Fui invitado por mi amigo el poeta norteamericano Gordon Gilbert a una sesión de Open-Mic (Micrófono Abierto, en español) en el barrio de Queens de la Ciudad de Nueva York.
Lo que hasta hace unos años era una zona de bodegas industriales se ha transformado en una zona de comercios y viviendas que aprovechan la estructura de los edificios originales. Una cafetería de techos altísimos ubicada a la mitad de una amplia avenida, sirve una vez a la semana como lugar de encuentro para una comunidad de artistas emergentes locales. Este esquema se repite todos los días en varios sitios esparcidos por toda la ciudad.
Materialmente se requiere de muy poco, además del espacio reservado: un par de bocinas y micrófonos de pedestal, y una consola de sonido. La cafetería se beneficia de la venta de bebidas y bocadillos, en lo que antes del acuerdo con los organizadores del Open-Mic quizás hubiese sido una noche de bajos ingresos.
La cita era a las 7pm, y desde poco antes empezaron a llegar los artistas para ocupar sus lugares entre un público conformado por ellos mismos, algunos amigos y hasta una incipiente legión de seguidores. De manera previa cada uno se había registrado en línea. Para esta sesión hubo treinta participaciones disponibles, que se agotaron en una semana. El costo por inscribirse era de 7 dólares, que se podían pagar por internet, o bien en efectivo al llegar: la lista ya estaba impresa y completa. Cada presentación tenía un tiempo límite de seis minutos.
La maestra de ceremonias, parte del equipo organizador formado por tres personas, dio comienzo a la sesión interpretando al piano tres extraordinarias piezas compuestas por ella misma, cantándolas en un estilo desenfadado, pleno de humor.
Si el inicio fue sorprendente, lo que siguió durante cuatro horas más fue una muestra contundente del talento artístico neoyorkino, reunido por una noche mediante una estrategia profesional de apoyo recíproco.
Artistas de todas las edades, géneros, razas, vestimentas, creencias y tendencias (aunque la mayoría, sí, jóvenes de 20 a 35 años) -todos aspirantes a un lugar en la "escena"- se presentaron uno tras otro actuando, aplaudiendo y festejando sucesivamente las actuaciones de los demás.
Escuchamos trovadores y compositores de voces excepcionales acompañados sólo por su guitarra (jazz, country, rock); comediantes en la mejor tradición del inteligentísimo stand-up norteamericano; una chica de ascendencia oriental que cantó y bailó al estilo de Kelly Clarkson con una pista probablemente elaborada por ella misma; una cantante afroamericana sensacional que no requirió del micrófono, acompañada al piano por un muchacho, interpretando piezas de su autoría como salidas de un musical de Broadway.
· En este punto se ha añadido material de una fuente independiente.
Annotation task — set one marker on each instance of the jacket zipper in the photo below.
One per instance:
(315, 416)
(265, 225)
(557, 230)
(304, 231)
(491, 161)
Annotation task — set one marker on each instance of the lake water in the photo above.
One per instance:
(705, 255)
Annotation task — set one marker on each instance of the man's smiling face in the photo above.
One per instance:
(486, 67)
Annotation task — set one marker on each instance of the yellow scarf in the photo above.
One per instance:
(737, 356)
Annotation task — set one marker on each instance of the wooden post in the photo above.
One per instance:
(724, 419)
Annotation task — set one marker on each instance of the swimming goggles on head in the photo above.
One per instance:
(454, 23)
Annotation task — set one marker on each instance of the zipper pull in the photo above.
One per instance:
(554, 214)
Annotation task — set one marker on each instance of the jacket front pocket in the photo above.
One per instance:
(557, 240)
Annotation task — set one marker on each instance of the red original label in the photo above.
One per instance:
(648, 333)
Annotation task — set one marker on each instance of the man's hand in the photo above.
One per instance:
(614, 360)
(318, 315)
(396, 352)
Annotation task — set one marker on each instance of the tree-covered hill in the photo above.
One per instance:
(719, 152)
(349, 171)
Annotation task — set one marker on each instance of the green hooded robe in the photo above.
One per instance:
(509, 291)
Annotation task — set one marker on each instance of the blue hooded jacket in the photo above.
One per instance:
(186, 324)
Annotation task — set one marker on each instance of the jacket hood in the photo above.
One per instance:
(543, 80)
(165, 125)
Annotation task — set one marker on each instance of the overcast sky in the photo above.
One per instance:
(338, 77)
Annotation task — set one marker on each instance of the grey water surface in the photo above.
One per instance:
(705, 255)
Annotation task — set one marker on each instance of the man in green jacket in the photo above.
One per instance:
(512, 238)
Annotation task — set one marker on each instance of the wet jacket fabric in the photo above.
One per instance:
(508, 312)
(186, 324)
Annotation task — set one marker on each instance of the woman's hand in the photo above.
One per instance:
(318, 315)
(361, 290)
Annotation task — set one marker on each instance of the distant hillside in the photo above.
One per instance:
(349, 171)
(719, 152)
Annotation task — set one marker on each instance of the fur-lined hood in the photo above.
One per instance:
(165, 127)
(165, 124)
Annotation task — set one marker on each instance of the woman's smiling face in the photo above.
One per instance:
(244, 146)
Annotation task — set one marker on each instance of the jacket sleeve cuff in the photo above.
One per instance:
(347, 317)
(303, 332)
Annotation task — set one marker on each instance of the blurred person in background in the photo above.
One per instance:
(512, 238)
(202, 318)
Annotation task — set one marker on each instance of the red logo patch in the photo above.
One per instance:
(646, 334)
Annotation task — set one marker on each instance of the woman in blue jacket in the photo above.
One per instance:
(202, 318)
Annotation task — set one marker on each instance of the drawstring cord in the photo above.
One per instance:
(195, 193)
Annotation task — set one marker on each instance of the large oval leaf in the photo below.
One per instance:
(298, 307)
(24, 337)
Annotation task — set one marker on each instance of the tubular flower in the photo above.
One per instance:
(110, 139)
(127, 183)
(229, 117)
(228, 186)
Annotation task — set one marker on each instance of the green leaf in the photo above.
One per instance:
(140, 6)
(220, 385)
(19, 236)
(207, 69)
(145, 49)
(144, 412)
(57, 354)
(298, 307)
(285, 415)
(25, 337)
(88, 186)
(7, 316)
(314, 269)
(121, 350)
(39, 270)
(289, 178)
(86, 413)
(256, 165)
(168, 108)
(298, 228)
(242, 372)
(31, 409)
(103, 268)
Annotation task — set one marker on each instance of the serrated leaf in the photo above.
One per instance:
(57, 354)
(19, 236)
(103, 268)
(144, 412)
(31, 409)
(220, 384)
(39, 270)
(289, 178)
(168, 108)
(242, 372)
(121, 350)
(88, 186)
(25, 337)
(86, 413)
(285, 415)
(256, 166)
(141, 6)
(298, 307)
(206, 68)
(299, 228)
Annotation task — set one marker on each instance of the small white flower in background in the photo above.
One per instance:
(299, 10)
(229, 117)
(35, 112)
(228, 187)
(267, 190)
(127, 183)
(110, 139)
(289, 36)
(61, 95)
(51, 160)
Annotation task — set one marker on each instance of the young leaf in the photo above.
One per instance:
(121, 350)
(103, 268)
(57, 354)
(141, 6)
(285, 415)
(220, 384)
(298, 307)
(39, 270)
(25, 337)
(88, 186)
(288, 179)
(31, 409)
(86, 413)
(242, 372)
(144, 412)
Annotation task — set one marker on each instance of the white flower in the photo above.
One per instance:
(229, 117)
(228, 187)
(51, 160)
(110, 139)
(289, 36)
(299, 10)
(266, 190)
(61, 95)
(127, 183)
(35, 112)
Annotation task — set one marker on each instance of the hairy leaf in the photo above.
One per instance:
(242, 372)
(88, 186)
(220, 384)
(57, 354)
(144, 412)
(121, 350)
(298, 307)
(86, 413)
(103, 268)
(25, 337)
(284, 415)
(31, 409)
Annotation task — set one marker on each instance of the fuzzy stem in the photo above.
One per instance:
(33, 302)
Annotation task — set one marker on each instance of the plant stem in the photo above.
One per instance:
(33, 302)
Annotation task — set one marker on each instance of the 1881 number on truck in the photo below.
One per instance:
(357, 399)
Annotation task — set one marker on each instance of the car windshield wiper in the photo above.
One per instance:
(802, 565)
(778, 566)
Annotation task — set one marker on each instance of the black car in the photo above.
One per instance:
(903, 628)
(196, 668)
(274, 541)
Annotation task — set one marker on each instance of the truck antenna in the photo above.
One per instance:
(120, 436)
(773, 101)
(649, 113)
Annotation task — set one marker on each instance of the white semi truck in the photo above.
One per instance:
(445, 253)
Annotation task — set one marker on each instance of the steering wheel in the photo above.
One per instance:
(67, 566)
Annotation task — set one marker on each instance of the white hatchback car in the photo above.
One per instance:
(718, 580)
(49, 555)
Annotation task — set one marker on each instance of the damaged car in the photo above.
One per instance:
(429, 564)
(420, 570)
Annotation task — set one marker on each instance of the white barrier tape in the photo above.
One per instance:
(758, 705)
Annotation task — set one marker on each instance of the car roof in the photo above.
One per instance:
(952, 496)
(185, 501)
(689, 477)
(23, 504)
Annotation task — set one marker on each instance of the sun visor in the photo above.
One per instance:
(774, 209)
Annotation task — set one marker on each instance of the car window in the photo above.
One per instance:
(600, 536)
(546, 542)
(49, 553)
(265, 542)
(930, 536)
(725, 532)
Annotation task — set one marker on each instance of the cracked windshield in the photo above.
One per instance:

Y por supuesto los poetas. La palabra bien dicha es algo muy respetado en los Estados Unidos, cualquier estudiante tiene en la memoria algunos de los mejores poemas en lengua inglesa. La poesía es celebrada y en Nueva York sobre todo, hay una tradición literaria con una decidida vocación liberal, que ha sido instrumento y protagonista de los grandes hitos norteamericanos: libros, discursos, manifiestos, canciones, investiduras presidenciales, por mencionar algunos.
Las participaciones de los poetas en estas sesiones de Open-Mic, tal vez por razones culturales -a diferencia de nuestra ceremoniosa tradición hispánica- están despojadas de solemnidad, y los escritores tienen sobre sí la responsabilidad adicional de entretener. Es en este contexto que las lecturas tienen un fuerte componente físico: modulaciones de voz, movimientos corporales, interacción con el público, bromas, fraseo rítmico ("rapeo"). Es decir, el poeta debe aquí dramatizar y hasta cantar el poema, hacerlo interesante independientemente de sus valores literarios.
Esa noche escuchamos la voz profunda y los poemas vitales de nuestro amigo Gordon Gilbert, así como la diáfana expresión literaria de Valerie G. Keane, entre otros escritores.
Adicionalmente al altísimo nivel de los participantes -casi todos pasarían sin problemas como profesionales- quiero señalar algo que llamó mi atención: el respeto de todos para cada uno de ellos, que fueron escuchados con detenimiento y aplaudidos sin excepción, haciendo que los artistas se sintieran en confianza para desplegar lo mejor de sus habilidades.
Eran las diez de la noche y el micrófono seguía abierto. A esa hora sólo unos cuantos se habían retirado, la mayoría seguíamos ahí, atentos, escuchando. Los murmullos eran de satisfacción. Nunca vi a nadie codear maliciosamente a otro ni hacer un mal comentario. La gente seguía llegando.
Si es que existe, aquí tienen el secreto del éxito. Impresionante.